W3C home > Mailing lists > Public > public-html-comments@w3.org > April 2008

RE: charset

From: Harley Rosnow <Harley.Rosnow@microsoft.com>
Date: Wed, 9 Apr 2008 10:26:30 -0700
To: hrhrhr hahaha <kevking@hotmail.com>, "public-html-comments@w3.org" <public-html-comments@w3.org>
Message-ID: <7AD436E4270DD54A94238001769C2227011DAFFE3BBB@DF-GRTDANE-MSG.exchange.corp.microsoft.com>

Hello,

Such a multi-charset feature would be very difficult for user agents to support.  I work on Internet Explorer's "charset" implementation.  Simply put, in the implementation of the "charset" META tag, data is (1) placed in a buffer, (2) scanned for a charset META tag in the head, (3) decoded based on that charset, (4) tokenized by a lexer and (5) the tokens are parsed into some internal representation.  While user agent implementations vary and I've greatly simplified things, it's still useful to think of the processing in these terms.

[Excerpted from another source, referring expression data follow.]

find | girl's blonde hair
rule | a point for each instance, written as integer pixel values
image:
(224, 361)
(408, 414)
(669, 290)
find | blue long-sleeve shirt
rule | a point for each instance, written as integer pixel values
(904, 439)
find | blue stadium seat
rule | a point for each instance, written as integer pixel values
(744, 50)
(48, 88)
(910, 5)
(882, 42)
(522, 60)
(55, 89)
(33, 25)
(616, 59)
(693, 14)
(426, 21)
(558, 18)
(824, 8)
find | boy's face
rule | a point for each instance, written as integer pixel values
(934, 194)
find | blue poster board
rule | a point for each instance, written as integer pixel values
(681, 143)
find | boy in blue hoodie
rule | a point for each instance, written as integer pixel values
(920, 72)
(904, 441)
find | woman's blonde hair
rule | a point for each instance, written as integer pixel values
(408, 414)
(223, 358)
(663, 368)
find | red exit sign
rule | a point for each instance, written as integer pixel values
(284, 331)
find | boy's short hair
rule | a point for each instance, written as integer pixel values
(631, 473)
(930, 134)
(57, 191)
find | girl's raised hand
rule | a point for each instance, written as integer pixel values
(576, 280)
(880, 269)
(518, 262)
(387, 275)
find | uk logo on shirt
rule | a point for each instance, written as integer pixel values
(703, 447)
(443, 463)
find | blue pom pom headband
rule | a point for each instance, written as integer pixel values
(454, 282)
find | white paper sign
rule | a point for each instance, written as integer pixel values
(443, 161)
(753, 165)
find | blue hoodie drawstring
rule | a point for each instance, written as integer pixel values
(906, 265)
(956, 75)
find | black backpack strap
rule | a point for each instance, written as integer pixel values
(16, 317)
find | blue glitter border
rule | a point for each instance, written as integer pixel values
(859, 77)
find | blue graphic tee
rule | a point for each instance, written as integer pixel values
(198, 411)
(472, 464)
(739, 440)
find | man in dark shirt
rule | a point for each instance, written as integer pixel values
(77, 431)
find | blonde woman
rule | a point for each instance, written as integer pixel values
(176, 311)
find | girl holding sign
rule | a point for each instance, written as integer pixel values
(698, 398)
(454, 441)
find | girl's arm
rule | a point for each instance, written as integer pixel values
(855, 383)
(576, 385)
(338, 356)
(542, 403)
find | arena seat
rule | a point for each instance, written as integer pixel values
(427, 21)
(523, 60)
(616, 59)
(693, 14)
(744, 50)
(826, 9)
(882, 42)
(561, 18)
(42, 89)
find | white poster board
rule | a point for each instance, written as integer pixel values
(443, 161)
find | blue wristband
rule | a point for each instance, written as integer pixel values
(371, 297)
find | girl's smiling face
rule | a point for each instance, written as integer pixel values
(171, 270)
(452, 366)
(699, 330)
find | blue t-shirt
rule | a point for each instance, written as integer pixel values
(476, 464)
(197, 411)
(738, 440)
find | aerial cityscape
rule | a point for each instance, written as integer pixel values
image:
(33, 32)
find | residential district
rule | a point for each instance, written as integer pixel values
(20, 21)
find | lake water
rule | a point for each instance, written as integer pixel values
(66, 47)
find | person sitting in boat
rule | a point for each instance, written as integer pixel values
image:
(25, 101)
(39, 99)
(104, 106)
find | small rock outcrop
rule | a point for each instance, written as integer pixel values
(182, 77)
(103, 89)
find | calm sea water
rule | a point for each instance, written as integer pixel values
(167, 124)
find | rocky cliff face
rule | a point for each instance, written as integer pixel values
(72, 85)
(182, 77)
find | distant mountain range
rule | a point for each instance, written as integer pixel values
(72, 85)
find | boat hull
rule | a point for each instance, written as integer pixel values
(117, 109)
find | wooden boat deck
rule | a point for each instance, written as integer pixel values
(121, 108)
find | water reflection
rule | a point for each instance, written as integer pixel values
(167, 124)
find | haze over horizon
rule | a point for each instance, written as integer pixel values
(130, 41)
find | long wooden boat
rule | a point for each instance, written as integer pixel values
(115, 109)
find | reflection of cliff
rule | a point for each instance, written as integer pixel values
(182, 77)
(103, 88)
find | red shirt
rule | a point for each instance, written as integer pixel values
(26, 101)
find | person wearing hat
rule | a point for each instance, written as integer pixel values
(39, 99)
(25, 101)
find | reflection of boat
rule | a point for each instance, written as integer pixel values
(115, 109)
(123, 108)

The difficulty of this suggestion is that the user agent wouldn't be able to identify and handle charset attributes until [I] during the parsing phase (5) or [II] by adding an early scan that violates the above phasing.  If discovered during parsing, the appropriate portion of the file would have to be reset back to phase (3), decoded again, retokenized and reparsed.  On the other hand, the user agent could attempt to find such attributes at a much earlier phase.  There are many encodings that have problematic characteristics such as characters from the ASCII range (used for elements, attributes, etc.) not being encoded as ASCII characters in the stream or shift states that change the interpretation of bytes.  As a result, these early scans are very difficult and expense (in terms of performance) to implement early.  For either approach, this kind of reinterpretation of data lends itself to security attacks (I could hide script in a different encoding from the rest of the file), makes XSS filtering much more difficult, leads to bad performance issues and ultimately inconsistent implementation across the different user agents.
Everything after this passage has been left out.